Traditionally a clause is defined as a group of related words that has both a subject and a verb. In attempting to identify clauses, they are often contrasted with phrases, which do not have a subject and verb.
In the interest of accuracy, we should acknowledge that linguists have a much more complicated understanding of clauses and phrases, but for the purposes of basic grammar, we’ll stick with the simple definition.
Therefore, in the sentence, “She has not met the person who will move into her old office,” “She has not met the person” and “who will move into her old office” are both clauses. On the other hand, “into her old office” is a phrase.

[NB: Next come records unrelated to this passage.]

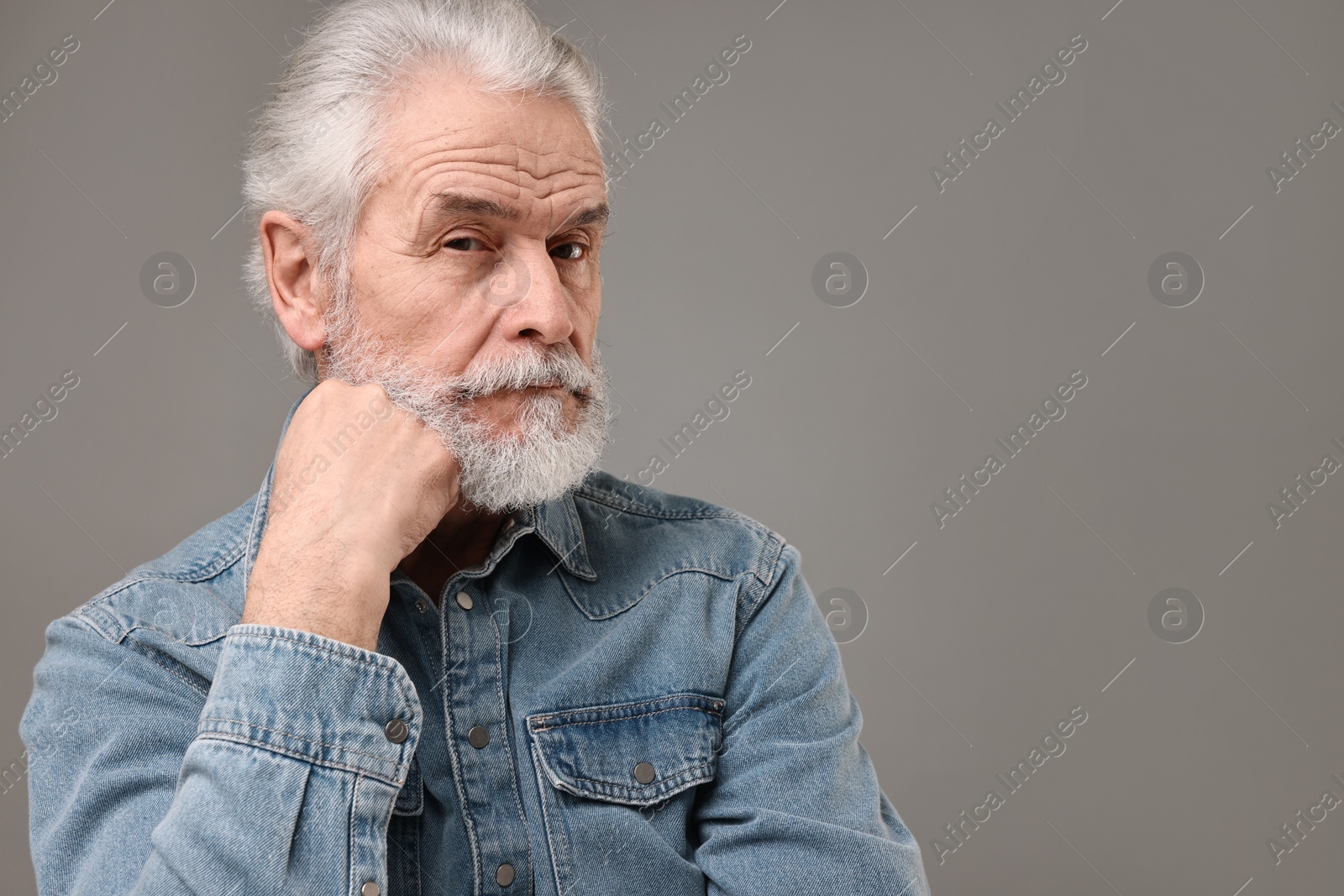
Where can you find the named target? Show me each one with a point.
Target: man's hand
(360, 484)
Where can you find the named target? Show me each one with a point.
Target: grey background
(1032, 265)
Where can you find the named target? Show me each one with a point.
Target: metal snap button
(396, 731)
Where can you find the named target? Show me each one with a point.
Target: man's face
(475, 281)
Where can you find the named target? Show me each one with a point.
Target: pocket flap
(410, 799)
(631, 752)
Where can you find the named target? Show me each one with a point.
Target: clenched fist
(360, 484)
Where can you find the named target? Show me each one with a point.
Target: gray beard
(499, 473)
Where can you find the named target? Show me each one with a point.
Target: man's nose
(535, 300)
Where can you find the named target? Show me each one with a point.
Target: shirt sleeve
(279, 775)
(796, 806)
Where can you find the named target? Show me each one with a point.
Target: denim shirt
(635, 694)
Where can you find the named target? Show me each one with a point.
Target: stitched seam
(627, 705)
(612, 783)
(286, 734)
(643, 715)
(326, 763)
(203, 692)
(712, 701)
(605, 497)
(316, 647)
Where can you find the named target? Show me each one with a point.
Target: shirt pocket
(618, 789)
(636, 754)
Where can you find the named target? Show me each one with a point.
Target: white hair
(313, 148)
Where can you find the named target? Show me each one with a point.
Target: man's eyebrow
(448, 204)
(593, 215)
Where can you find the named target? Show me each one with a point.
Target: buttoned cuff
(313, 698)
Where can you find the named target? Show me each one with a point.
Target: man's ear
(291, 271)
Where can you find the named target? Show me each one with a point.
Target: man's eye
(456, 244)
(569, 251)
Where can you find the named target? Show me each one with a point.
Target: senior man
(440, 651)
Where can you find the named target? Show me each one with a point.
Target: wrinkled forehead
(443, 132)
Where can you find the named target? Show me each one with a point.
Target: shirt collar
(557, 521)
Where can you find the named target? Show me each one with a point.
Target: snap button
(396, 731)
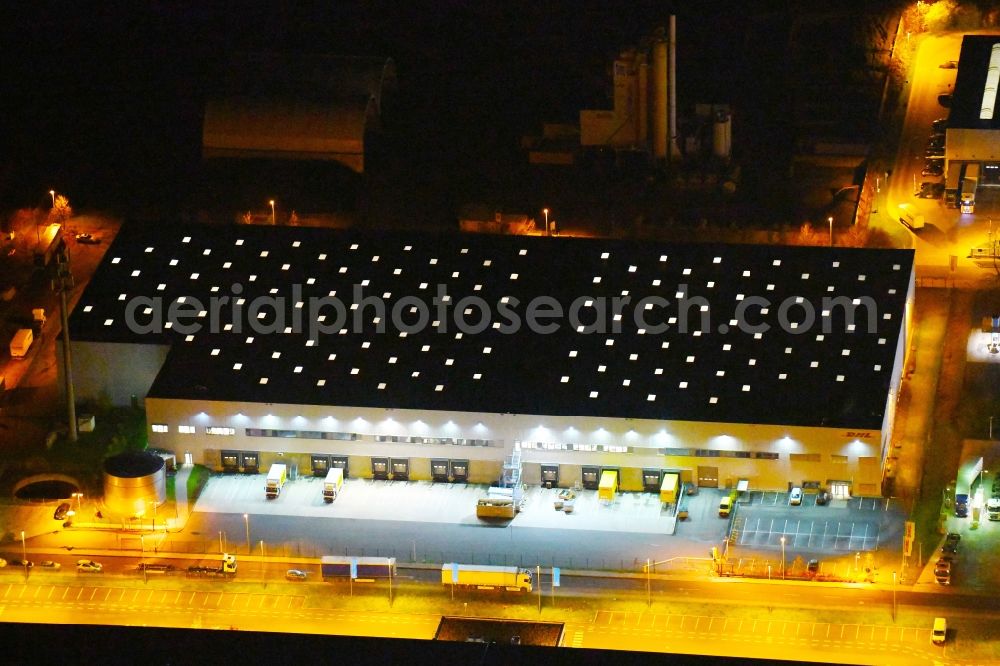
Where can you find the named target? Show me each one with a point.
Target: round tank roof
(133, 464)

The challenge in learning to identify clauses lies in the number of grammar terms needed for the discussion. So, if you are feeling a little shaky on subjects, verbs, prepositions, conjunctions and/or relative pronouns, this would be the time for review.
Okay, here we go.
There are two types of clauses:
An independent clause, which functions alone, is not dependent on another clause for context or function. You can read an extensive discussion of independent clauses here, but the following examples will give you the basic idea.
An independent clause has at least one subject and one verb.
The ice melted.
Ah, wouldn’t grammar be easy if every sentence was three words long? But, even sentences with a lot of words may have only one subject and one verb.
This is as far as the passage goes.